14. Silver Run Falls, Nantahala National Forest
Silver Run Falls’ waters pool at its base creating the perfect place to cool down on a hot summer’s day. The fall also offer a remarkable frozen scene during the winter months.
13. Crabtree Falls, Blue Ridge Parkway
Enjoy the 2.5-mile hike from Crabtree Meadows campground to arrive at the beautiful Crabtree Falls. In the warmer months, the 70-foot waterfall is framed by full ferns and various wildflowers.
12. High Falls, DuPont National Forest
In stark contrast to the smooth, calm waters of the river above, the waters of High Falls crash over sleek granite rock as they rush through DuPont State Forest.
11. Bridal Veil Falls, Nantahala National Forest
Unique to waterfalls in North Carolina, Bridal Veil Falls offers the rare experience of being able to drive behind the falls.
10. Looking Glass Falls, Pisgah National Forest
One of the most popular waterfalls in North Carolina, Looking Glass Falls is beautiful during the spring and summer but derives its name from the mirror-like frozen waters that accumulate during the winter.
9. Mingo Falls, Cherokee Indian Reservation
With the cool morning fog and the 161-step ascent to the stop of Mingo Falls, you may find yourself wondering if you are in fact walking the stairway to heaven.
8. Dry Falls, Nantahala National Forest
Dry Falls offers a unique experience to its visitors with a walking path located directly behind the water. The falls got its name based on the idea that you can walk behind the water and stay (pretty) dry.
7. Falls over Dam on Reems Creek, Weaverville
Although one of the smaller waterfalls on the list at only 15-feet-tall, the Falls over Dam on Reems Creek paints a beautifully rustic picture flowing over an old stone dam and beside an aged water wheel.
6. White Owl Falls, Jocassee Gorge
White Owl Falls may appear small in size but is large in personality. This easy to miss beauty, located near Franklin, is best seen from across the river creating the perfect photo opportunity.
5. High Shoals Falls, South Mountains State Park
Take in the beautiful rushing waters of the Jacob’s Fork River while hiking towards the top of High Shoals Falls where you can then see the 80-foot drop to the pool below.

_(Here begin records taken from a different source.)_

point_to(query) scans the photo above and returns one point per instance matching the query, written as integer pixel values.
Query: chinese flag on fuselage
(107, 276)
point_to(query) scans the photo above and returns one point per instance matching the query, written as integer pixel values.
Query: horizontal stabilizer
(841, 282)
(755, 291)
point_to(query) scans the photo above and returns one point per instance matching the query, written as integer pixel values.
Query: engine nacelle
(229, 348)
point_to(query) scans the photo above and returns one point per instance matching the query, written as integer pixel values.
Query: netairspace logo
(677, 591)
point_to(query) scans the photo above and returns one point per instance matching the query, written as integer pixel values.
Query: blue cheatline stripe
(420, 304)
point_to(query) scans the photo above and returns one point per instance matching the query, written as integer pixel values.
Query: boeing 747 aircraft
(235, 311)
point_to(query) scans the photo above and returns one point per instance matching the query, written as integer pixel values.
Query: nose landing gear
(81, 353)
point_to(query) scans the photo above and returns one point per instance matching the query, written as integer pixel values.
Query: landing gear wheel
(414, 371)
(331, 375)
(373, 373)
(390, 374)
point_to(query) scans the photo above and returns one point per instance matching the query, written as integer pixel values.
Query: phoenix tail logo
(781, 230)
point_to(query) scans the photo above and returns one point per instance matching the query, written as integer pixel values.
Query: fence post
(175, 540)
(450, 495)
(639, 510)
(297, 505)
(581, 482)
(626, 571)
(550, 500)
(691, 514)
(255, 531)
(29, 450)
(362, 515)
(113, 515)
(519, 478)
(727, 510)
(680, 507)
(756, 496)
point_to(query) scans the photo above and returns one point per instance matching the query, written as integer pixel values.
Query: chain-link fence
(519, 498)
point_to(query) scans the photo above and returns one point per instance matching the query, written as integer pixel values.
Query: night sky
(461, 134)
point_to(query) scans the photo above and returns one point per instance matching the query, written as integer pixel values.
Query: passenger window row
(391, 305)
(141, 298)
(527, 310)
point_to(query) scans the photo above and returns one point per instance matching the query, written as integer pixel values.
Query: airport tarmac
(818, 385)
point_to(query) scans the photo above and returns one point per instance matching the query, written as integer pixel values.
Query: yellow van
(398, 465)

4. Cullasaja Falls, Nantahala National Forest
Although located in a dangerous area, Cullasaja falls never fails to impress with its luscious greenery and streaming water. While visiting the falls, keep an eye out for local adventurers rappelling around the waters.
3. Whitewater Falls, Jocassee Gorge
Said to be the highest waterfall east of the Mississippi River, Whitewater Falls’ dramatic presentation is sure to impress visitors.
2. Upper Catawba Fall, Pisgah National Forest
The hike up to the Upper Falls of the Catawaba River is difficult, but as you can see, the trek is definitely worth it.
1. Eastatoe Falls, Pisgah National Forest
Although located on private property, the owners of Eastatoe Falls allow visitors to hike and explore around these magnificent falls. Named after a local Cherokee Tribe, Eastatoe Falls is a must-see for any lover of the outdoors.